2003 Gewinnsprung erwartet
Daimler mit Nutzfahrzeugen auf gutem Weg

Daimler-Chrysler wird aufgrund der Sanierungserfolge bei der US-Tochter Freightliner und im Omnibus-Geschäft den Betriebsgewinn der Nutzfahrzeugsparte im laufenden Jahr deutlich steigern. „Treibende Kraft für dieses Plus sind die Restrukturierungsprogramme in allen Divisionen“, so der für die Nutzfahrzeugsparte verantwortliche Vorstand Eckhard Cordes.

HB AMSTERDAM. Der operative Gewinn werde in diesem Jahr deutlich höher ausfallen, sagte Cordes am Mittwochabend vor Beginn einer Nutzfahrzeugmesse in Amsterdam. Bei Freightliner verdiene der Konzern wieder Geld. Bis zuletzt hatte Cordes sich nur auf ein „höheres Ergebnis“ als die 2002 im operativen Geschäft erreichten 176 Mill. € festlegen wollen. Einschließlich der Kosten für die Sanierung hatte die Sparte im vergangenen Jahr noch rote Zahlen geschrieben. Für den Nutzfahrzeugmarkt in Europa bleibt Cordes gleichwohl skeptisch. Bereits im zweiten Quartal hatte die Nutzfahrzeugsparte von Daimler-Chrysler trotz niedrigerer Umsätze operativ 211 Mill. € Gewinn ausgewiesen und damit den Negativtrend gestoppt.

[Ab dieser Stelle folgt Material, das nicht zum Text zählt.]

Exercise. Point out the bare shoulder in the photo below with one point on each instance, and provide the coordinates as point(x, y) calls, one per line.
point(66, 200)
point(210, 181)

Besonders stolz sei er auf den Umschwung in den USA, sagte Cordes: „Freightliner steckte vor drei Jahren in ernsten Schwierigkeiten. Jetzt haben wir unsere Arbeit gemacht, Freightliner ist wieder in schwarzen Zahlen.“ Der US-Lkw-Bauer hatte tausende Stellen gestrichen. Freightliner-Chef Rainer Schmückle sagte, das Einsparziel von 700 Mill. Dollar werde in diesem Jahr um 100 Mill. übertroffen.

Auch der anziehende Lkw-Markt in den USA helfe Freightliner. Eine kräftige Erholung sei nach dem drei Jahren währenden Tief aber noch nicht in Sicht. „Wir glauben an ein deutliches Absatzwachstum im zweiten Halbjahr 2004 und 2005“, sagte Schmückle. In Westeuropa bleibt die Nachfrage nach Ansicht des weltgrößten Lkw-Herstellers aber noch schleppend. Nächstes Jahr sei noch keine Erholung zu erwarten, auch wenn der Bodensatz erreicht sei.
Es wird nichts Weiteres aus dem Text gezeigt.